Silvio’s in Scandinavia
Anyone who’s ever holidayed in a Scandinavian forest and realised that if they ever commit a serious crime, this is where they’ll run to, will relate to the plot of Lilyhammer (SV1, Mon 21:00), a new Norwegian-American TV series that sees the FBI place a mafia turncoat in witness protection in a remote northern Norwegian town.
The main star (and co-writer) is none other than Steven Van Zandt, Bruce Springsteen’s trusty guitarist who proved his mob credentials as Tony’s consigliere Silvio in The Sopranos. The show is popular in Norway where a million tuned in to watch the first episode in January. The LA Times was also impressed, commending Van Zandt’s “charming, semi-sweet performance” and thought that the Norwegian supporting staff “underplay to good effect”.

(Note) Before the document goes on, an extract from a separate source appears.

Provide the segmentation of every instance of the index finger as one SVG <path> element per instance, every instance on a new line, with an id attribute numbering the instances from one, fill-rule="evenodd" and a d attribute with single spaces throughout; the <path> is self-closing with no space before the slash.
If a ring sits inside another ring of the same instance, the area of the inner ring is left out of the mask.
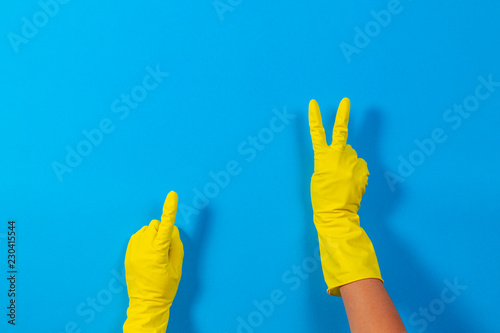
<path id="1" fill-rule="evenodd" d="M 318 102 L 314 99 L 309 102 L 309 127 L 311 129 L 313 149 L 326 147 L 327 143 L 323 121 L 321 120 L 321 112 L 319 111 Z"/>
<path id="2" fill-rule="evenodd" d="M 344 148 L 347 143 L 347 125 L 349 124 L 349 110 L 351 101 L 345 97 L 340 102 L 335 116 L 335 125 L 333 126 L 332 146 Z"/>
<path id="3" fill-rule="evenodd" d="M 171 191 L 165 199 L 160 227 L 158 228 L 158 233 L 155 238 L 155 246 L 158 249 L 168 249 L 170 247 L 172 232 L 174 230 L 175 216 L 177 215 L 178 201 L 179 197 L 174 191 Z"/>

And then, barely 15 minutes later on SV2, comes The Mystery of Edwin Drood, a two-part dramatisation of Charles Dickens’ last and unfinished novel – a murder mystery that will never ever be solved. Still that hasn’t stopped crime writer Gwyneth Hughes from having a stab. The result, writes Guardian critic Lucy Mangan, a self-confessed Dickens hater, is “so very, very good” thanks to a “lovely, supple, sinewy script” and “uniformly brilliant performances”, including Freddie Fox, who “played the insufferable gilded youth Edwin Drood to such perfection that the eponymous mystery first promised to be why no-one had offed the little shit long before now”.

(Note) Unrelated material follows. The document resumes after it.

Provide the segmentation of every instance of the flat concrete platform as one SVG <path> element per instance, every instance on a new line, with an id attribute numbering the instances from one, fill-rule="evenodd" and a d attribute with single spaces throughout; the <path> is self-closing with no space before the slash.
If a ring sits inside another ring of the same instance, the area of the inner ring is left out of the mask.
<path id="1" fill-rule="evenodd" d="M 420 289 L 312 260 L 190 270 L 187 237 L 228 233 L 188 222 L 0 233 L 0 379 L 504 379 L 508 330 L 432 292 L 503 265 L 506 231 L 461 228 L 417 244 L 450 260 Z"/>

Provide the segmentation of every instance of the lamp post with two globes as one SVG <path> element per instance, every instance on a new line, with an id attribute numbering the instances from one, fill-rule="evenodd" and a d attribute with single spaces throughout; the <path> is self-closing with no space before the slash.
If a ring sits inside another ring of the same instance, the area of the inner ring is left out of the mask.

Elsewhere, Dragons’ Den (BBC Ent, Sun 19:30) is a British reality show of the same ilk of The Apprentice in which would-be entrepreneurs pitch their business ideas to a panel; Persons Unknown (TV2 Zulu, Sat 20:00) is yet another average US supernatural series; there’s another chance to see The Doors film When You’re Strange (SV1, Tue 22:45), Infamous Assassinations (DRK, Mon 21:40) looks at the murder of Che Guevara in Bolivia in 1967; next week is American short film night every day at 21:45 on SV2; and An Exile in Paradise (DRK, Wed 22:10) retraces a journey made by British nonsense poet Edward Lear through the Balkans in 1948 – the inspiration for The Owl and the Pussycat perhaps?